Test model 3 predictive ablity on test dataset
## [1] 48.67531
## [1] 0.0087584
Model 3 provided only a slight improvement to Rsquared at mtry = 11 and the proportional difference of RMSE.3 to RMSE.2 is actually just under 1%. Not much improvement for more processing time.
Divide by mean of daily ride count(n) for interpretation as percentage of the mean
## [1] 0.3883508
A sligthly less desireable RMSE proportion to the mean for model 3 compeared to model 2.
We will consider model 2 our final model and plot the error rate in relation to the number of trees:
This plot confirms that not much improvement occurs when ntree = 100 vs. ntree = 50.
Plot variables in relation to RMSE contribution
Variable importance plotting might allude to a limitation of the random forest approach when conducted on the entire data set rather than subsets based on clustering. The train function is giving importance to the cluster groups that outweighs the input for the weather variables.
Conclusion
The machine learning application for this business problem originally began with the intention of clustering the dataset based on the mean distance between bike stations and applying a linear regression to each cluster. The approach shifted to random forests due to observing heteroskedasticity from the relationship of the weather variables to the dependent daily ride count. The heteroskedasticity caused poor regression modeling. The random forest model with 50 trees and mtry = 11 provided a model with a much higher Rsquared (.90 in place of ~0.70). However, it might be ideal to apply eight separate models to data subsets based on the clustering to give higher consideration to the weather variables and their influence on daily ride counts within each cluster rather than as a whole. Modeling on this level is beyond the scope of this current application and can be considered in future analysis.
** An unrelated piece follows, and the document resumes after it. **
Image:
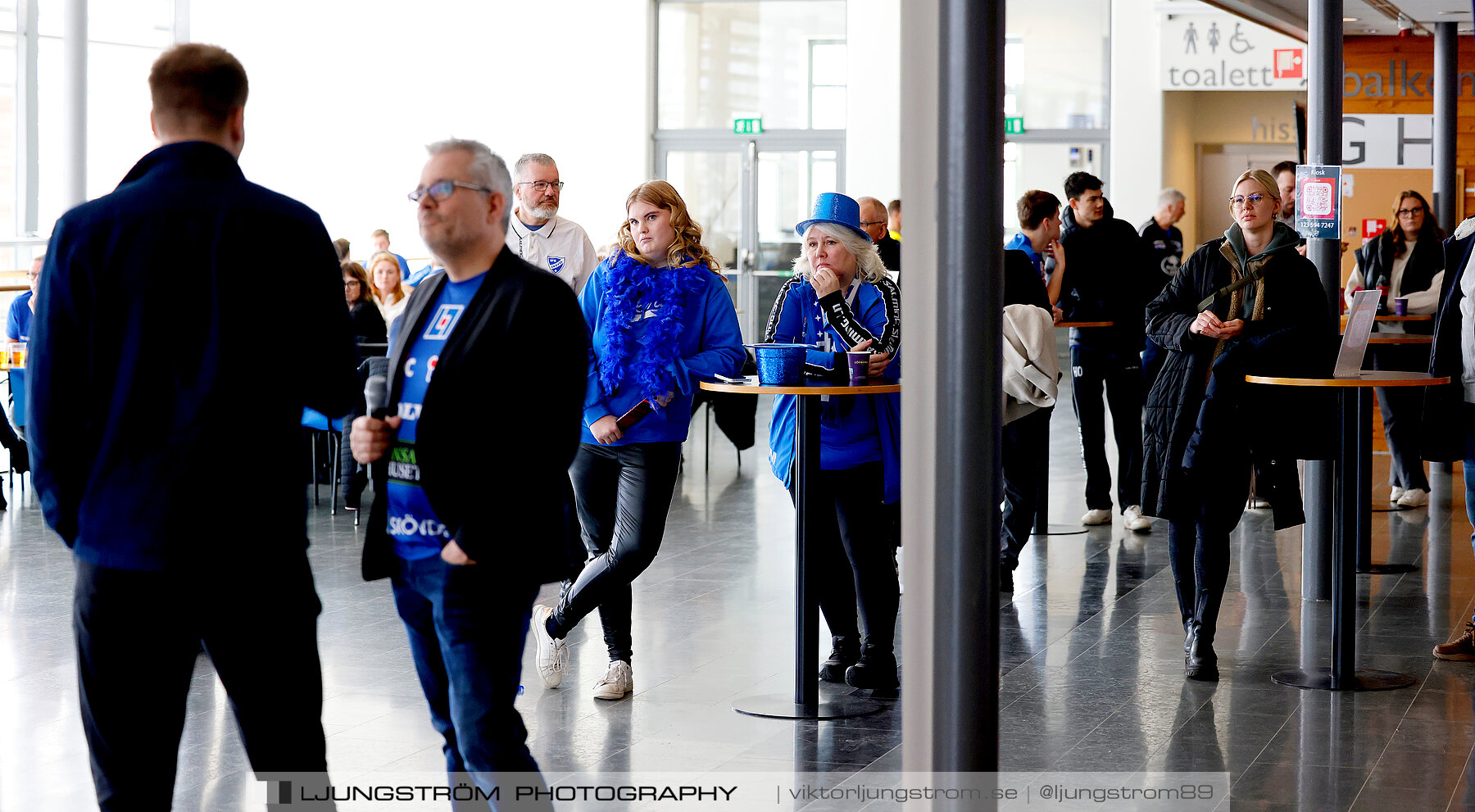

Regardless, this analysis has provided several important insights:
Rider behavior shows statistically significant differences which ought to be considered for any planned re-evaluation of bike ride subscription types and pricing, especially in lieu of RFP’s for dockless systems. Temperature plays a large role in daily bike count volume. Nice Ride MN might consider promotional strategies around changes in temperature, humidity, precipitation, and wind speed. This model could be use to prepare a dashboard interface for predicting daily ridership based on various weather variables combinations and thresholds. From this data product Nice Ride MN promotional efforts could be planned, providing discounted riding during certain parts of the season. *More work would need to be done with this analysis to provide insight and/or support for daily operational activities such as bike station rebalancing. This is the biggest limitation of this analysis, running models on each cluster might improve the outcome.